Summary
holding that in reviewing division of community property, "it must be presumed that the trial court exercised its discretion properly" and "a case should be reversed only where there is a clear abuse of discretion"
Summary of this case from IZZO v. IZZOOpinion
No. B — 4505.
July 24, 1974. Rehearing Denied September 24, 1974.
Appeal from the Domestic Court, Jefferson County, Ethridge Wright, J.
Rienstra, Rienstra Dowell, John D. Rienstra, Jr., Beaumont, for petitioner.
Tom Moore Featherston, Port Arthur, for respondent.
This is a divorce action. The trial court granted the divorce and divided the property between the parties. The court of civil appeals, with one judge dissenting, reversed and remanded, ordering the trial court to `take the two corporations into consideration in making a division.' 504 S.W.2d 610.
We reverse the judgment of the court of civil appeals and affirm the judgment of the trial court.
Norman and Jacqueline were married in November, 1964. Bell Oil Company and Bell Oil Company of Louisiana, both incorporated and wholly owned by Norman, were in existence since about 1957. Book value of their real properties acquired before and during the marriage increased substantially during the period of the marriage. Both parties received salaries from the corporations during the marriage. Jacqueline owned a substantial separate estate at the time of marriage and continued the management of her separate estate during the marriage. All income from her separate property was treated by her as separate, not community property. Jacqueline advanced moneys to the two corporations and to Norman which were taken into account in the trial court's judgment. Likewise, all of her separate property was awarded to her in the trial court's judgment. All of Norman's stock in both corporations was irrevocably pledged to secure the payment of a promissory note payable to his former wife. This note dated June 18, 1964 is payable at the rate of $600 per month, the last payment being due in 1989. Under the trial court's judgment Jacqueline received cash deposits in savings and loan associations in excess of $30,000, a promissory note of a solvent third party bearing interest at the rate of 7 1/2 percent per annum, having a balance due of $34,557.75, payable at the rate of $1,208.95 per month, her own separate property of approximately $150,000, and a judgment against Norman of $61,000. Norman Bell was awarded real property but it is encumbered with liens exceeding $100,000, which he was required to assume. We have balance sheets only in our records. There are no profit and loss statements that would enable us to determine the earnings (profits) from the operation of the business of the corporations.

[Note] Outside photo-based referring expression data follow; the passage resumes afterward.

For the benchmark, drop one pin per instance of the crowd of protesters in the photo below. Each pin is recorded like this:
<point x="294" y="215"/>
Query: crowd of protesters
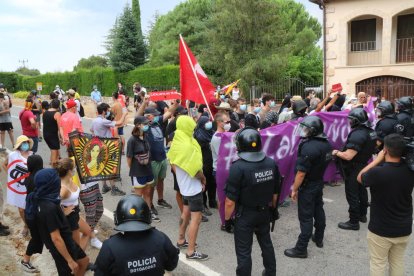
<point x="186" y="137"/>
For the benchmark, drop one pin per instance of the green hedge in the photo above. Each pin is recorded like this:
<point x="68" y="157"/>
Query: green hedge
<point x="106" y="79"/>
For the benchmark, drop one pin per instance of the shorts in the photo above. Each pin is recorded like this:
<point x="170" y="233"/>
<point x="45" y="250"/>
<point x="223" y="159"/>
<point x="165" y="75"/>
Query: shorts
<point x="6" y="126"/>
<point x="176" y="187"/>
<point x="61" y="265"/>
<point x="73" y="219"/>
<point x="195" y="202"/>
<point x="120" y="130"/>
<point x="52" y="142"/>
<point x="159" y="170"/>
<point x="139" y="182"/>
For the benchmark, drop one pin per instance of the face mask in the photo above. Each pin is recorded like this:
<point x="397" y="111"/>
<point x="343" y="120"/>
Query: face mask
<point x="25" y="147"/>
<point x="208" y="125"/>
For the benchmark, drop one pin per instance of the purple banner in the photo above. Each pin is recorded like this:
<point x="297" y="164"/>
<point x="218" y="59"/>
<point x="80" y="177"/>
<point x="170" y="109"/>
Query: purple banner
<point x="280" y="144"/>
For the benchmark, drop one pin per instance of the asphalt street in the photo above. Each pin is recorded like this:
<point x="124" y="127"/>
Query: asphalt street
<point x="344" y="252"/>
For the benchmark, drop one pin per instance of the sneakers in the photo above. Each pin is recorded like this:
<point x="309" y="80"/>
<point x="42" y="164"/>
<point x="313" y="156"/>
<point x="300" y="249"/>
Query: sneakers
<point x="115" y="191"/>
<point x="197" y="256"/>
<point x="163" y="204"/>
<point x="153" y="210"/>
<point x="95" y="242"/>
<point x="4" y="232"/>
<point x="206" y="212"/>
<point x="105" y="189"/>
<point x="155" y="218"/>
<point x="28" y="267"/>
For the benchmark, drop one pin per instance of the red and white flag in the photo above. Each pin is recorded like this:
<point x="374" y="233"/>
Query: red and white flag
<point x="195" y="85"/>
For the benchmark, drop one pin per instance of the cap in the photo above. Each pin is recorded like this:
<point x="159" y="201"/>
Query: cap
<point x="152" y="111"/>
<point x="70" y="103"/>
<point x="140" y="120"/>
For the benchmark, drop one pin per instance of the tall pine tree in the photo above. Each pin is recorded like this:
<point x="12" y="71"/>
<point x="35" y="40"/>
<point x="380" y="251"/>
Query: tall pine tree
<point x="127" y="52"/>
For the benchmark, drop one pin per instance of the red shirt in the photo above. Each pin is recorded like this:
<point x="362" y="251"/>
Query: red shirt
<point x="25" y="116"/>
<point x="70" y="122"/>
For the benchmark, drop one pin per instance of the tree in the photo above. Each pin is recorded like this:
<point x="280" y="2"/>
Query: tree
<point x="90" y="62"/>
<point x="127" y="51"/>
<point x="27" y="72"/>
<point x="189" y="19"/>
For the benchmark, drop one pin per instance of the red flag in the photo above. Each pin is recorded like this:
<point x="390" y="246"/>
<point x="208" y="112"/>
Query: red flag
<point x="195" y="85"/>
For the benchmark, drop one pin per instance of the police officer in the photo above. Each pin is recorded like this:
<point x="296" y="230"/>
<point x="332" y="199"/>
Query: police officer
<point x="358" y="149"/>
<point x="405" y="115"/>
<point x="252" y="189"/>
<point x="299" y="108"/>
<point x="387" y="123"/>
<point x="314" y="155"/>
<point x="139" y="249"/>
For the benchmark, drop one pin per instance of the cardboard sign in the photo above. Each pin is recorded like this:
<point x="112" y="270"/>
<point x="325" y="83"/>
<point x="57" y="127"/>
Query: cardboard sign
<point x="164" y="95"/>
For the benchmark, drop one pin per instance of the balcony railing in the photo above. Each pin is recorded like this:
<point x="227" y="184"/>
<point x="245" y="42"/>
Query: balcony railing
<point x="364" y="53"/>
<point x="405" y="50"/>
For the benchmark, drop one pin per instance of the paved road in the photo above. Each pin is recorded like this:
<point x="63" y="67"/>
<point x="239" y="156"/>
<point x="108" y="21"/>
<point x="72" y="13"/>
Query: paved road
<point x="344" y="252"/>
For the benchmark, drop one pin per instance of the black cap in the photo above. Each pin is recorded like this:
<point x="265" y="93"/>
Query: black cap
<point x="140" y="120"/>
<point x="152" y="111"/>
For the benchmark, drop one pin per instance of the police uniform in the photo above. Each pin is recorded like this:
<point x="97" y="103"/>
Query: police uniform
<point x="363" y="140"/>
<point x="314" y="155"/>
<point x="139" y="249"/>
<point x="251" y="185"/>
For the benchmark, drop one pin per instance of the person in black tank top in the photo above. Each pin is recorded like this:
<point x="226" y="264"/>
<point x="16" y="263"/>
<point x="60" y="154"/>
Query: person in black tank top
<point x="51" y="119"/>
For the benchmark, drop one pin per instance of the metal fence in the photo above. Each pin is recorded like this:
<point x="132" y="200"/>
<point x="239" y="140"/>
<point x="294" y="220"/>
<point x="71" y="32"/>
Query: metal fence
<point x="279" y="89"/>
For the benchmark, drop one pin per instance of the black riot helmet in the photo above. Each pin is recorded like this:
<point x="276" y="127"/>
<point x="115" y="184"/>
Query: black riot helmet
<point x="132" y="215"/>
<point x="311" y="126"/>
<point x="405" y="103"/>
<point x="358" y="116"/>
<point x="249" y="145"/>
<point x="299" y="107"/>
<point x="385" y="108"/>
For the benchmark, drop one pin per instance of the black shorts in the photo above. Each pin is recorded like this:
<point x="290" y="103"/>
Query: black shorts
<point x="195" y="202"/>
<point x="52" y="141"/>
<point x="73" y="219"/>
<point x="176" y="187"/>
<point x="62" y="266"/>
<point x="6" y="126"/>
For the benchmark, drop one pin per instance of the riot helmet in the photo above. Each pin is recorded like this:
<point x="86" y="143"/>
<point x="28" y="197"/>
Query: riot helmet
<point x="404" y="103"/>
<point x="385" y="108"/>
<point x="299" y="107"/>
<point x="311" y="126"/>
<point x="132" y="215"/>
<point x="358" y="116"/>
<point x="249" y="145"/>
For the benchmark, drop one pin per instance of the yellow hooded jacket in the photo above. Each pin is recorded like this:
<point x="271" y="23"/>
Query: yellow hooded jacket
<point x="185" y="152"/>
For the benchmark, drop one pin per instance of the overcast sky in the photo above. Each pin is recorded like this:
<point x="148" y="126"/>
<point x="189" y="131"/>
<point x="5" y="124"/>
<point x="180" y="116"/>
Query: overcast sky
<point x="52" y="35"/>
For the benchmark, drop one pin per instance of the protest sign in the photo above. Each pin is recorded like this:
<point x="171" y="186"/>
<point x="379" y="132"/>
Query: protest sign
<point x="96" y="158"/>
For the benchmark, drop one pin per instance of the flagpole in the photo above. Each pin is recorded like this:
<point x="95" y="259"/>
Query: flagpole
<point x="195" y="75"/>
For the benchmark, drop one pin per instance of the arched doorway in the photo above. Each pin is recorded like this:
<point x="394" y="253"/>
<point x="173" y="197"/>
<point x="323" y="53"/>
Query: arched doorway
<point x="390" y="87"/>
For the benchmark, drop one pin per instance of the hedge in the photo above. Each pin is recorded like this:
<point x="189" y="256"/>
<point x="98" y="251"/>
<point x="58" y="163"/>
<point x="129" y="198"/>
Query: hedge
<point x="106" y="79"/>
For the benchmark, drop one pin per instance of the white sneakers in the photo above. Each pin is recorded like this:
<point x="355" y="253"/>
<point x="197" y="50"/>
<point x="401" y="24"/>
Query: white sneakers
<point x="95" y="242"/>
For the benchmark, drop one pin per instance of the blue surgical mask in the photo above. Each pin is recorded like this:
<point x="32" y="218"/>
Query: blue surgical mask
<point x="208" y="125"/>
<point x="25" y="146"/>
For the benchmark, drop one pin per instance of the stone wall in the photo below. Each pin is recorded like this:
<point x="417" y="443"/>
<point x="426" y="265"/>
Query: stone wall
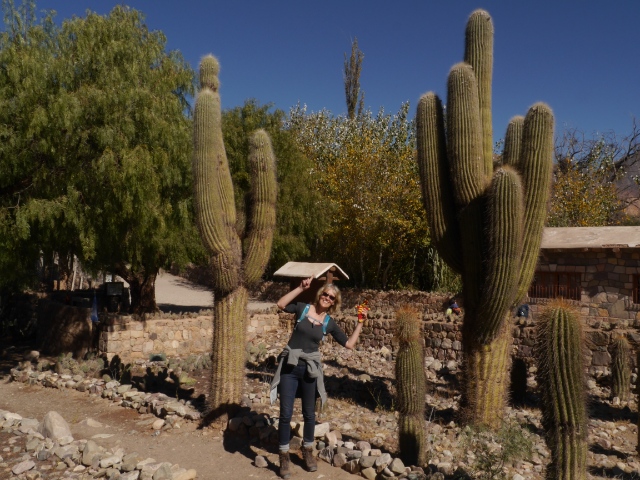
<point x="174" y="336"/>
<point x="606" y="279"/>
<point x="62" y="329"/>
<point x="131" y="339"/>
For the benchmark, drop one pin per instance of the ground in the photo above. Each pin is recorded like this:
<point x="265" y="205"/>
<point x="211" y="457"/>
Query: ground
<point x="360" y="385"/>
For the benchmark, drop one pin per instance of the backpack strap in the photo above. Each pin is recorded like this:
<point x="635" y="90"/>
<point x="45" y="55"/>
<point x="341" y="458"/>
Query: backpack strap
<point x="325" y="324"/>
<point x="304" y="313"/>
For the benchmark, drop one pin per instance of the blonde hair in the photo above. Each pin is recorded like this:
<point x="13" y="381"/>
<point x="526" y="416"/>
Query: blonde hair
<point x="335" y="306"/>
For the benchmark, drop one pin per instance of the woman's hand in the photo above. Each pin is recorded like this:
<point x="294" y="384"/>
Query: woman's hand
<point x="306" y="283"/>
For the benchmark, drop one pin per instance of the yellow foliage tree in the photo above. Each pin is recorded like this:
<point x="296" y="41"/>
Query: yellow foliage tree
<point x="365" y="170"/>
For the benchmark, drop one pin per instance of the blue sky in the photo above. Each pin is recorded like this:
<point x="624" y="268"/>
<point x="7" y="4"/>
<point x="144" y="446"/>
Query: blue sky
<point x="580" y="57"/>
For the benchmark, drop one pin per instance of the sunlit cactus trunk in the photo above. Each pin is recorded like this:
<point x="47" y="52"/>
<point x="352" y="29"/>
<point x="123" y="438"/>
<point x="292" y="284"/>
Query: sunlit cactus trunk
<point x="232" y="267"/>
<point x="621" y="370"/>
<point x="560" y="358"/>
<point x="411" y="388"/>
<point x="487" y="225"/>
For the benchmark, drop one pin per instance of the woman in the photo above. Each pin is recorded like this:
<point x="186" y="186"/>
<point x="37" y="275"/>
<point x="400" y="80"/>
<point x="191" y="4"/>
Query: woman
<point x="300" y="368"/>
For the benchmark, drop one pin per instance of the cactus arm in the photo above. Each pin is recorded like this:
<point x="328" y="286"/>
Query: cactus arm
<point x="263" y="215"/>
<point x="464" y="135"/>
<point x="504" y="209"/>
<point x="437" y="194"/>
<point x="213" y="190"/>
<point x="478" y="53"/>
<point x="535" y="167"/>
<point x="513" y="141"/>
<point x="206" y="199"/>
<point x="464" y="149"/>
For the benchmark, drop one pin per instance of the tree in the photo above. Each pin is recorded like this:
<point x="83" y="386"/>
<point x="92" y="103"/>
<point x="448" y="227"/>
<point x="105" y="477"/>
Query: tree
<point x="297" y="228"/>
<point x="95" y="146"/>
<point x="365" y="170"/>
<point x="352" y="69"/>
<point x="593" y="182"/>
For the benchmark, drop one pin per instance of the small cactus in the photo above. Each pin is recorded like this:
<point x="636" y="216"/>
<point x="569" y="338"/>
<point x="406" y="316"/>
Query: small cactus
<point x="560" y="358"/>
<point x="621" y="370"/>
<point x="411" y="387"/>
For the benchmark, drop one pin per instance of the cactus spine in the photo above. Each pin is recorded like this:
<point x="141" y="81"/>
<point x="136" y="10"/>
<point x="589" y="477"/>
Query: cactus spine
<point x="411" y="386"/>
<point x="559" y="355"/>
<point x="486" y="225"/>
<point x="621" y="370"/>
<point x="233" y="268"/>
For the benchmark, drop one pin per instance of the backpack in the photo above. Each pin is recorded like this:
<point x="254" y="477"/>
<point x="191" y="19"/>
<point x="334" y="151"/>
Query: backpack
<point x="325" y="323"/>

In his findings of fact that trial court found:
`That regardless of the legal status of such corporations and the nature of the property acquired by such corporations during the marriage of the parties, the Court finds that considering the circumstances of the parties all of the stock or other interest in such corporations should be and is set aside to Norman L. Bell.' 504 S.W.2d 610 at 611.
The court in its Conclusions of Law declared:
`The Court concludes that property acquired by Bell Oil Company and Bell Oil Company of Louisiana during the marriage of the parties does not constitute a part of the community estate of the parties inasmuch as said corporations were neither organized nor operated in fraud of any of the rights of Jacqueline Bell, nor are such corporations the alter ego of Norman L. Bell.' 504 S.W.2d 610 at 611.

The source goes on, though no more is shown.